Sastra dalam Berita
Rangkuman Berita (Jurnalistik + SEO)
| Unsur | Keterangan | Detail SEO & Peristiwa Mencolok |
| What (Apa) | Pementasan Teater Kontemporer “Sitti Nurbaya 2.0: Perempuan yang Melawan Arus”. | Menggambarkan isu perjodohan dan feminisme Minangkabau modern. |
| Who (Siapa) | Kelompok Teater Ranah Minang (KTRM) dengan dukungan Rektor Universitas Andalas. | Menampilkan aktor lokal ternama dan musisi etnik. |
| When (Kapan) | Malam hari, Rabu, 5 November 2025. | Pertunjukan pembuka yang viral sejak gladi bersih. |
| Where (Di mana) | Gedung Pertunjukan Taman Budaya Sumatera Barat, Kota Padang. | Lokasi strategis yang mudah diakses komunitas seni dan mahasiswa. |
| Why (Mengapa Viral) | Penggabungan drama klasik Marah Rusli dengan isu kontemporer (media sosial, body shaming), menarik generasi muda. | Judul Sitti Nurbaya yang legendaris diolah ulang secara radikal. |
| How (Bagaimana) | Menggunakan dialek Minang halus, pencahayaan minimalis, dan iringan musik Talempong elektrik. | Menghasilkan suasana pertunjukan yang memukau dan modern. |
Tujuan dan Manfaat Kegiatan Sastra
- Relevansi Klasik: Menghadirkan kembali karya sastra klasik Indonesia (Sitti Nurbaya) agar tetap relevan dan dicerna oleh generasi Z, menunjukkan bahwa kritik sosial dari masa lalu masih berlaku hari ini.
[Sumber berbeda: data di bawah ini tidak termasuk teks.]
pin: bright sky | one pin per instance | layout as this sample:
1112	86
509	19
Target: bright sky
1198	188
- Eksplorasi Budaya: Menjadi medium eksplorasi isu-isu sosial spesifik Minangkabau (seperti matriarki dan sistem adat) melalui lensa modern dan seni pertunjukan, merangsang diskusi kritis.
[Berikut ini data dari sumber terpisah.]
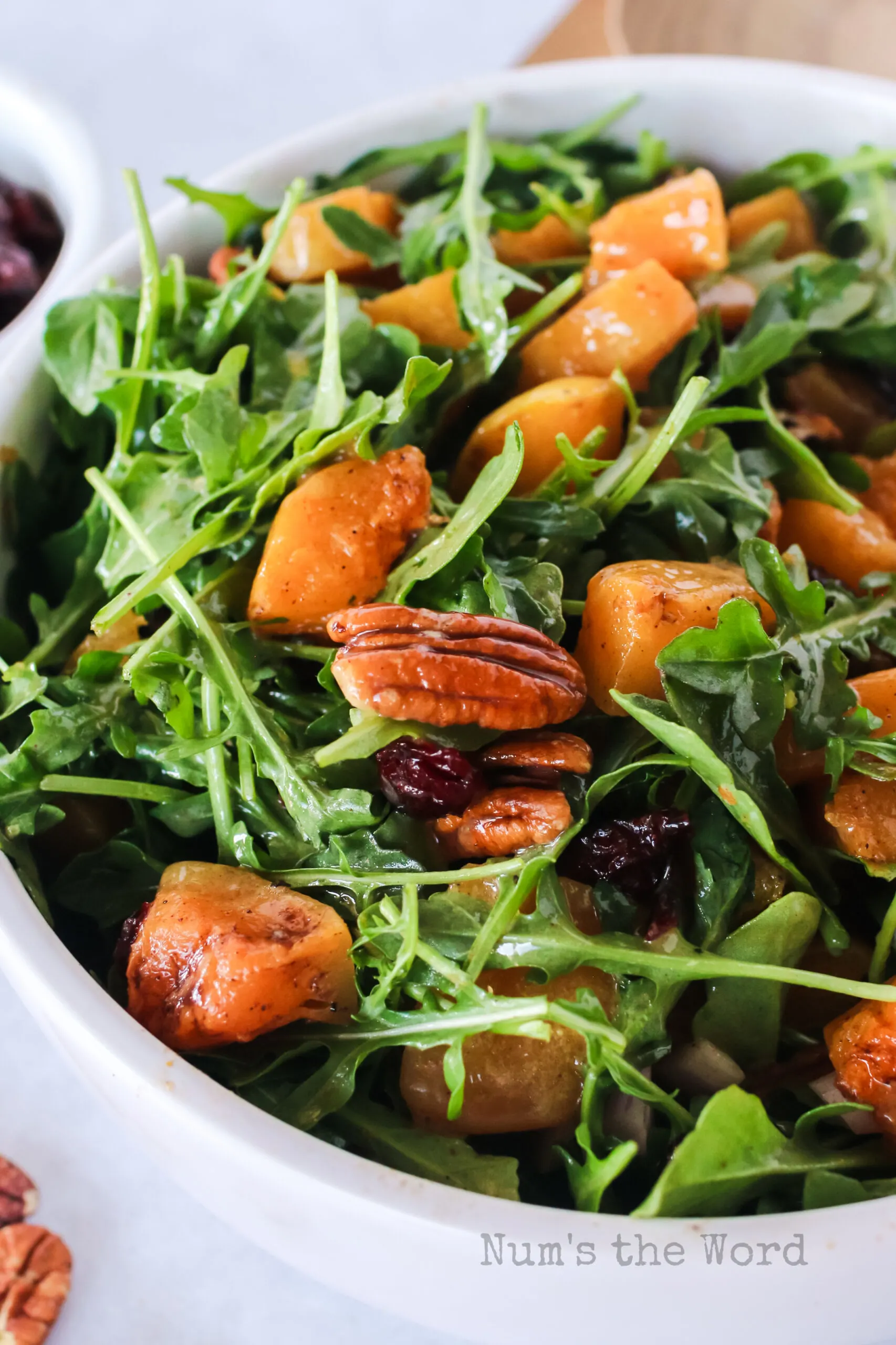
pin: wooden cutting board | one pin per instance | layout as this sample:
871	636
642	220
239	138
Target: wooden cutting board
852	34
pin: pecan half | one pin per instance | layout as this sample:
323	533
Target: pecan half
35	1277
540	751
506	821
452	668
18	1194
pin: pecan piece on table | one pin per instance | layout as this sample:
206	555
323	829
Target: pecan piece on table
545	750
452	668
35	1277
18	1194
506	821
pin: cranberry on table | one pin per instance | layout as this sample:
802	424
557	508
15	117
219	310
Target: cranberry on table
427	781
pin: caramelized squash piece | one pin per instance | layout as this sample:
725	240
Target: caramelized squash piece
224	955
681	225
336	537
630	322
847	545
572	407
863	1051
808	1010
547	241
513	1083
634	609
849	400
310	248
121	634
863	813
785	206
427	308
875	690
880	495
732	298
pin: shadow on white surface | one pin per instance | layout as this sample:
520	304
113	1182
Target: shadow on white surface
151	1267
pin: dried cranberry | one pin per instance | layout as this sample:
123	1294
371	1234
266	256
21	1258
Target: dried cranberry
425	779
648	858
130	931
34	222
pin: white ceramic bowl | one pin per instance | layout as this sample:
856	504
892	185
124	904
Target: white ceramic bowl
401	1243
42	146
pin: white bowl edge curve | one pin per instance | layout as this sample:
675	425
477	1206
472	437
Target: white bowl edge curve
393	1240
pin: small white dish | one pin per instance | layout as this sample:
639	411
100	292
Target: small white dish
42	146
474	1266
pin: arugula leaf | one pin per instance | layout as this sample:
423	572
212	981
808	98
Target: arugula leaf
234	208
735	1154
357	233
389	1139
743	1019
492	486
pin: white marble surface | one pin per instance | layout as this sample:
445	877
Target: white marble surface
185	87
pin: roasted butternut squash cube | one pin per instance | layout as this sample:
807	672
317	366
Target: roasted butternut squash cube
513	1083
880	495
732	298
547	241
572	407
427	308
310	248
875	690
863	1051
847	545
336	537
225	955
634	609
863	813
849	400
629	323
785	206
681	225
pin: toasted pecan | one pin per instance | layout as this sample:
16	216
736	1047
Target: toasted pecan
506	821
545	750
35	1277
452	668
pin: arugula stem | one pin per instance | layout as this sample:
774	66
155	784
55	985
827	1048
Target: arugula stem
112	789
217	772
883	943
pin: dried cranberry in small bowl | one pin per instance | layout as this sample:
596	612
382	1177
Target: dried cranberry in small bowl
427	781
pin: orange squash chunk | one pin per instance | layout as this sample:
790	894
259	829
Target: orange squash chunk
847	545
310	248
785	206
634	609
875	690
629	323
863	813
224	955
427	308
880	495
513	1083
680	225
547	241
863	1051
849	400
336	537
572	407
732	298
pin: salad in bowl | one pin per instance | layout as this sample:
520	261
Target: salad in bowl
450	666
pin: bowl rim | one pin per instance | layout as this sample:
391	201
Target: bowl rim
30	951
77	189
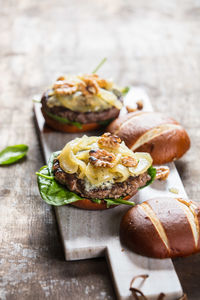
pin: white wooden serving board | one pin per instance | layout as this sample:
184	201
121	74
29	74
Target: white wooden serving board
89	234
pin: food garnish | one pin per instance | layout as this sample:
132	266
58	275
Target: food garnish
13	154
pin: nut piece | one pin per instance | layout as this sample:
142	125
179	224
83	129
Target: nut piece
162	172
88	87
129	161
107	140
101	158
102	83
64	87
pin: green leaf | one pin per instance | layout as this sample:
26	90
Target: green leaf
12	154
56	194
99	65
53	192
63	120
125	90
152	172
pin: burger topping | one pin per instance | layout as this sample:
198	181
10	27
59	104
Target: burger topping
99	162
101	158
129	161
84	93
107	140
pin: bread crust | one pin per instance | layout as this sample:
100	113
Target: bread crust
66	127
167	146
139	234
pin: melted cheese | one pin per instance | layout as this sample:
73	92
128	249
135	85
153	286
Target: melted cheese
74	158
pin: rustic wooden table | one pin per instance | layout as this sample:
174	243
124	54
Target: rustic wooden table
154	44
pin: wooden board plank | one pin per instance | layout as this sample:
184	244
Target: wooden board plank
87	234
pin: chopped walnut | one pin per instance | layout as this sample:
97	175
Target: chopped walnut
102	83
139	105
129	161
108	140
88	87
64	87
101	158
162	172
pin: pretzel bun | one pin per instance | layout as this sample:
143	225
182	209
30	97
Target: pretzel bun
161	136
162	228
56	125
90	205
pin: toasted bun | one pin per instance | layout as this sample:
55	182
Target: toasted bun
89	205
163	137
66	127
162	227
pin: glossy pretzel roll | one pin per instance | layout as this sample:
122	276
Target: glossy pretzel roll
163	137
162	228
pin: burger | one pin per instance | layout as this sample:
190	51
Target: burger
81	103
95	173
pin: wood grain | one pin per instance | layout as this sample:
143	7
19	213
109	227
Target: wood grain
154	44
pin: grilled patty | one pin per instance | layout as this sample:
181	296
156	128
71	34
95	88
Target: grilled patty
119	189
84	118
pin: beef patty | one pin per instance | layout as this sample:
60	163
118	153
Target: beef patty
118	189
84	118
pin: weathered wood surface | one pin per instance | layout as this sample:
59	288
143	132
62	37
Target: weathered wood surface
154	44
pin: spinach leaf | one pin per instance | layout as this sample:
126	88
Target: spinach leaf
56	194
53	192
12	154
152	172
63	120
- Penguatan Komunitas: Memberikan panggung bagi seniman dan sastrawan muda Padang untuk berkolaborasi, memperkuat ekosistem seni teater lokal.
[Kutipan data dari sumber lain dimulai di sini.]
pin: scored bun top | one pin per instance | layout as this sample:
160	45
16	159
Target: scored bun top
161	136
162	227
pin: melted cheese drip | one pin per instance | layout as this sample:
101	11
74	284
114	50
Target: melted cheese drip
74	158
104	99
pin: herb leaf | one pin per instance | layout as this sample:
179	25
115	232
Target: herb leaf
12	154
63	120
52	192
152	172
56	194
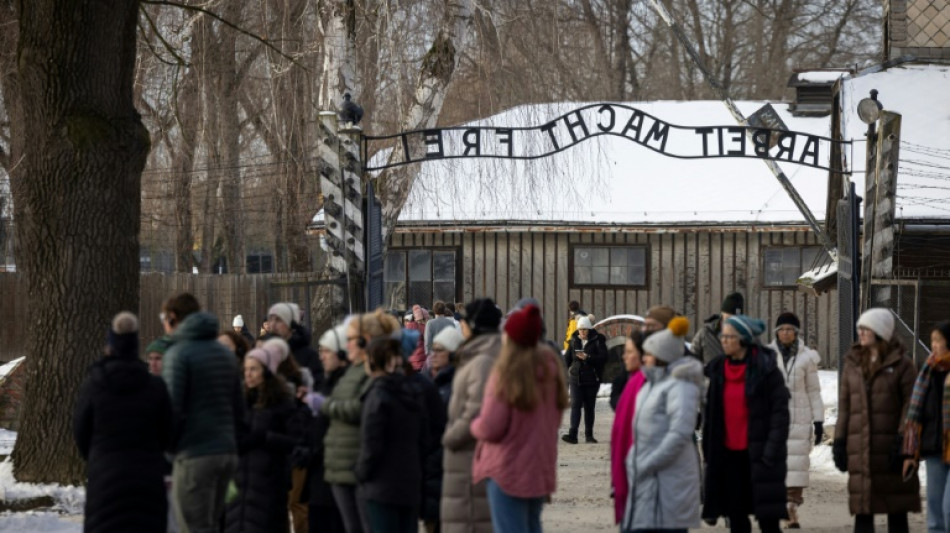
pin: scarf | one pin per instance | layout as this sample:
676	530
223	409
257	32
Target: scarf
912	423
621	439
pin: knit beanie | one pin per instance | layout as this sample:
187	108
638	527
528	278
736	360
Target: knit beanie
748	328
266	358
123	336
668	345
449	338
944	329
159	345
788	319
878	320
524	326
483	315
283	311
662	314
734	304
584	323
333	339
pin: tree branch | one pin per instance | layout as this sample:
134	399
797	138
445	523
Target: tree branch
231	25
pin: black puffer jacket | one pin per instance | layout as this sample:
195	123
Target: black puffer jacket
393	441
588	371
432	468
304	354
123	423
767	400
263	474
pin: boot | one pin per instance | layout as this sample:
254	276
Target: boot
793	516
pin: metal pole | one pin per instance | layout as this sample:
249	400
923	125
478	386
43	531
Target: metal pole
720	92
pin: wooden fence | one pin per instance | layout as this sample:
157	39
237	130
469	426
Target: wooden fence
226	296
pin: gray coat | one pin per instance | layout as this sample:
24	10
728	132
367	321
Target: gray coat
663	464
464	506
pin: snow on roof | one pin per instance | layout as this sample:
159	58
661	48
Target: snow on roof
820	76
919	94
611	180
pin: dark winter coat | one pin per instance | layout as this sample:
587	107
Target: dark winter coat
767	401
202	379
870	412
342	443
587	371
122	425
432	465
706	345
393	439
263	473
320	493
306	357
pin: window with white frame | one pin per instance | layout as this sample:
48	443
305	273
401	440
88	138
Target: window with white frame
783	265
609	266
420	276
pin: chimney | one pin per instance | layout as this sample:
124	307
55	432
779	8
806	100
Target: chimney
917	28
813	91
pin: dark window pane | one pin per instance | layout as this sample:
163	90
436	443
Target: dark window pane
443	267
582	275
444	290
420	292
420	267
395	266
395	295
582	257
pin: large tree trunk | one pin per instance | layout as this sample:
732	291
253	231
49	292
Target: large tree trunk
77	201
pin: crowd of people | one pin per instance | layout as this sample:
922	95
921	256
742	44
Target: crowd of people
449	419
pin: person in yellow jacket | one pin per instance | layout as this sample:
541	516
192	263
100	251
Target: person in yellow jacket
573	310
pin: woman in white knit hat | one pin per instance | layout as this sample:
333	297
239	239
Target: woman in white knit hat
876	385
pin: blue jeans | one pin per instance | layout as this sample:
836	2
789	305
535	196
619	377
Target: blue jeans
938	495
513	515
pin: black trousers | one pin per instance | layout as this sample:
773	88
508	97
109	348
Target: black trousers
739	495
896	523
583	396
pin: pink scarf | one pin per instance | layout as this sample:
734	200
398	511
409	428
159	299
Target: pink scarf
621	439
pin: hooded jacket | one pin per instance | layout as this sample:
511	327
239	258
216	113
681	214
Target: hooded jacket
586	371
767	400
393	439
202	379
122	425
804	408
663	463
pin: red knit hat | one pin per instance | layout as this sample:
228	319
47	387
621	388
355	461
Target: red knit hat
524	326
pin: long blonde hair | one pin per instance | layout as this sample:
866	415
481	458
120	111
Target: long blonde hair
518	382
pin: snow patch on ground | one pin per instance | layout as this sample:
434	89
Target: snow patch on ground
69	499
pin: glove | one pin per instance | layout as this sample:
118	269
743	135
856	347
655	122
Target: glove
840	454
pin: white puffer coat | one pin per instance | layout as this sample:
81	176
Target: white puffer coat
804	409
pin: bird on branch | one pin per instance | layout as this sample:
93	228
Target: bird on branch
350	111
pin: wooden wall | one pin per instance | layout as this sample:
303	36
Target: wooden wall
692	270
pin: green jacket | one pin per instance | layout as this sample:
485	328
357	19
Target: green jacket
342	442
202	379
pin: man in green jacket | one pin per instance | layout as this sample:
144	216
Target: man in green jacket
202	380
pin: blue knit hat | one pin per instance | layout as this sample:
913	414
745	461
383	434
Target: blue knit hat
748	328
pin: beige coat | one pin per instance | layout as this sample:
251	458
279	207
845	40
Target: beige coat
870	412
464	506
Karya Sastra yang Ditampilkan (Kutipan/Bagian Penting)
Karya utama yang diadaptasi adalah novel “Sitti Nurbaya: Kasih Tak Sampai” oleh Marah Rusli (1922).
Kutipan (Simulasi Naskah Kontemporer):
Nurbaya (berbicara sambil memegang ponsel, diiringi Talempong pelan): “Mereka bilang, harga diriku diukur dari berapa banyak tanda suka. Mereka bilang, harga diriku diukur dari tumpukan mas kawin. Padahal, jiwaku ini tak ternilai harganya, seperti laut di Padang yang tak pernah mau diam. Ayah, kenapa kau jadikan aku sandera adat yang membisu? Aku, Nurbaya, bukan benda yang bisa dipindahtangankan hanya karena hutangmu pada si jahat Datuk Meringgih 2.0!”
Semoga peristiwa sastra diatas dapat melepaskan dahaga akan bahasa nan indah menawan, dan menceriakan hidup yang lebih kaya makna.